Sentinel Node Biopsy  - Update of Sentinel European Node Trial (SENT) and future direction for SNB in the Head and Neck

Tuesday, October 8, 2013: 2:05 PM
Clare Schilling MBBS BDS, Head and Neck Surgery, Guy's Hospital, King's College London, London, United Kingdom
Mark Mc Gurk , Head and Neck Surgery, Guys Hospital, Kin'g College London, London, United Kingdom
Abi Estelle MBBS, MRCS(Eng), BDS, Guy's Hospital, London England, Elfrida, AZ
Abstract

 Oral cancer is a relatively common condition but debate persists regarding the optimum management of patients with transorally resectable early stage tumours and clinically N0 necks. As the threat of occult cervical metastasis rate is  >20%, elective neck dissection (ND) has become the standard of care. Sentinel node biopsy (SNB) is another method of staging the neck1,2 and early data from the Sentinel European Node Trial (SENT) trial supports the safe application of SNB to oral squamous cell carcinoma. New techniques to improve the accuracy of the SNB such as 3D navigation and fluorescence will widen the scope of applications for SNB in the head and neck region,3.

Methods

 A prospective observational EORTC approved study was commenced in 2005, with 14 centres that recruited 420 patients with radiologically (MRI/CT) staged T1-T2 N0 oral squamous cell carcinoma. SNB was undertaken by a standardised technique. An average of 3.2 nodes were removed per patient. Patients were excluded if the sentinel node (SN) could not be identified or adjuvant radiotherapy was applied in patients with a SN negative neck. A positive SN led to a ND within 3 weeks.

Results

Lymphoscintigraphy did not show a SN in one case (0.2%) and a SN was not identified at surgery in 5 cases (1%). Positive SNs were found in 23% (97/420) of patients and in the subsequent neck dissection 85% had no further positive nodes. A false negative result (FNR) occurred in 13% (15/112) of patients with occult disease, of whom 7 were subsequently rescued by salvage therapy. Recurrence after a positive SNB and neck dissection occurred in 20 patients of which 15 (75%) were in the neck and just 5 patients were rescued. Only minor complications (3%) have been reported with SNB. Disease specific survival was 94% with 1% of patients alive with disease at a median follow up of 52 months (range 15-78 months). The sensitivity of SNB was 87% and the negative predictive value 95%.

Conclusions

Preliminary data suggests that SNB is a reliable and safe technique for staging the clinically N0 neck in patients with early oral cancer. 

References:

1. Ross GL, Soutar DS, Shoaib  et al. The ability of lymphoscintigraphy to direct sentinel node biopsy in the clinically N0 neck for patients with head and neck squamous cell carcinoma. Brit J Radiol2002; 75: 950-958.

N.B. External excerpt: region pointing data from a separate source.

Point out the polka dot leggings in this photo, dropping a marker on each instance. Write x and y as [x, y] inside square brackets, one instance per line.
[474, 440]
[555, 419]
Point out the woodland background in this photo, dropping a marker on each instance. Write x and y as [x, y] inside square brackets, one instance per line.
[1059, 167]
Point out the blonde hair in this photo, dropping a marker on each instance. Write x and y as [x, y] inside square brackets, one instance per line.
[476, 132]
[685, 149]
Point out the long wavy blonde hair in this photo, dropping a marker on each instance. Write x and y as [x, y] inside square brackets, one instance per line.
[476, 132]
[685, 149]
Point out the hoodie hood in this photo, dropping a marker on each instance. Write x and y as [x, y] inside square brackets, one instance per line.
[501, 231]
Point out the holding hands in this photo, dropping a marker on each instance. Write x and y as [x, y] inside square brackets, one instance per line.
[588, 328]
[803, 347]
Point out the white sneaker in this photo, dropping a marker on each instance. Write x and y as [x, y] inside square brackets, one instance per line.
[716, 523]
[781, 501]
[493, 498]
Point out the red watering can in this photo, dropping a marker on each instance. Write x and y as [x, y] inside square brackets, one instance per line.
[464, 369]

 2.Broglie MA, Haile SR, Stoeckli S. Long Term Experience in Sentinel Node Biopsy for Early Oral and Oropharyngral Squamous Cell Carcinoma. Ann Surg Oncology 2011; 10(18); 2732-2738.

2. Renato A, Valdes O, Sergi VS, Nieweg OE. Technological innovation in the sentinel node procedure: towards 3-D intraoperavtive imaging. Euro J Nuc Med Mol Imaging. August 2010, 37 (8), 1449-1451.